With the introduction of microphone support and an external speaker, the gap between the iPhone and the iPod touch was becoming increasingly narrow. It was really only a matter of time before it happened, but one company, JAJAH is now claiming to have bridged the space between the two, and brought phone features to the iPod touch, going beyond what even existing VoIP apps have done in the past.
Specifically, JAJAH will allow you to not only make calls with your iPod touch, but also send and receive text messages. Of course, since the device lacks any kind of cellular antenna, you’ll have to be in a Wi-Fi hotspot in order to use JAJAH’s phone features. You’ll also have to have an iPod headset with Mic, and you aren’t actually able to do any of this yet, because JAJAH is not currently available in the App Store. Just like the MMS solution we covered before, JAJAH is a white label service that will be offered for sale to other companies.
Companies who do purchase JAJAH’s white-label goods will get everything, from a custom-branded app to payment infrastructure. The idea is that an interested company will take the product, turn around, and sell air time or service bundles to consumers. In their press release, JAJAH mentions students as a potentially lucrative target market, since they seem to always have Wi-Fi access and they have ample reason to use an affordable long distance solution.
I don’t mean to be pessimistic, but I’m not entirely sure this kind of thing will get App Store approval, although JAJAH seems pretty confident. They do suggest in their materials that carriers might want to offer this to extend their reach beyond iPhone owners, but I think they’ll be far more likely to pressure Apple into blocking the release of these kinds of apps where iPhones are sold.

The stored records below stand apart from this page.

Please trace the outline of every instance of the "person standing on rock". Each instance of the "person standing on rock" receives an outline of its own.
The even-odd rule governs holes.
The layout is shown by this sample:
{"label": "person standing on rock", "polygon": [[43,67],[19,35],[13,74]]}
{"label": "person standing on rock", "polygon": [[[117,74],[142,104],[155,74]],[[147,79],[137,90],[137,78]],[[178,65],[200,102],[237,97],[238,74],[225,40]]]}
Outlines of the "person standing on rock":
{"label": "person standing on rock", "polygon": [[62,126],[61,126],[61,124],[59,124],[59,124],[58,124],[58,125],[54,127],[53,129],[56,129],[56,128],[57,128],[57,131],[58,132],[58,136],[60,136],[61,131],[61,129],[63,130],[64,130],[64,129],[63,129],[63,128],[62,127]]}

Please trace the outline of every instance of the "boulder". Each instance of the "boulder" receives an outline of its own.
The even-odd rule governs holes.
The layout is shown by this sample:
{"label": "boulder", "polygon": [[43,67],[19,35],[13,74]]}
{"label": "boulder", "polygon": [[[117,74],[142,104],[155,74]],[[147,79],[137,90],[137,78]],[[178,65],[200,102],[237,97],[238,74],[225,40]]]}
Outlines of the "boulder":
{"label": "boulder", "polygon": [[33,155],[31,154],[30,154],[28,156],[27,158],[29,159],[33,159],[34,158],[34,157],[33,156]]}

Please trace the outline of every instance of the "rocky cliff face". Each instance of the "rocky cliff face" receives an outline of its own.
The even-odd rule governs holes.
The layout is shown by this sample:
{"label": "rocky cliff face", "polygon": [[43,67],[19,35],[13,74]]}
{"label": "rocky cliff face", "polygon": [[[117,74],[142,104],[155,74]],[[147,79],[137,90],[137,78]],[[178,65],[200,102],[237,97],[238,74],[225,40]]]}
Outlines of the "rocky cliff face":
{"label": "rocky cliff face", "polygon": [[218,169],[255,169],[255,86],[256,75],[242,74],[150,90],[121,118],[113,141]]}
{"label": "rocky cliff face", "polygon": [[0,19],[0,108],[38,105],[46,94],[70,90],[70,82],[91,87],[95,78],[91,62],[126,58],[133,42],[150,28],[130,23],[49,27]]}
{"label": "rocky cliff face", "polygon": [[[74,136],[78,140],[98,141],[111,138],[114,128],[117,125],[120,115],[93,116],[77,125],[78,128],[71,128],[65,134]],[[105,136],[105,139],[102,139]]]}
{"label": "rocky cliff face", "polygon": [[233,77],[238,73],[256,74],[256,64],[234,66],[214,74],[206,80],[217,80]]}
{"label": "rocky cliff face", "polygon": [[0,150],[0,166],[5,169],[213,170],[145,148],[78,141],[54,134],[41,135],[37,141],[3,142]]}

On the other hand, it could be an opportunity to grab long distance customers from traditional, land-line based phone companies, since many now only have a home phone for those types of calls. If rates are good enough, people could end up buying iPod touch talk time instead of using long distance cards, which would appeal to students, businesspeople, and international travelers.
Apple could end up approving the apps because of the potential revenue they stand to gain from iPod touch purchases encouraged by the additional service, but it’ll depend on how much they think they stand to lose from cannibalized iPhone sales. Whatever happens, nice to know the ability is out there, just waiting for corporate buy-in.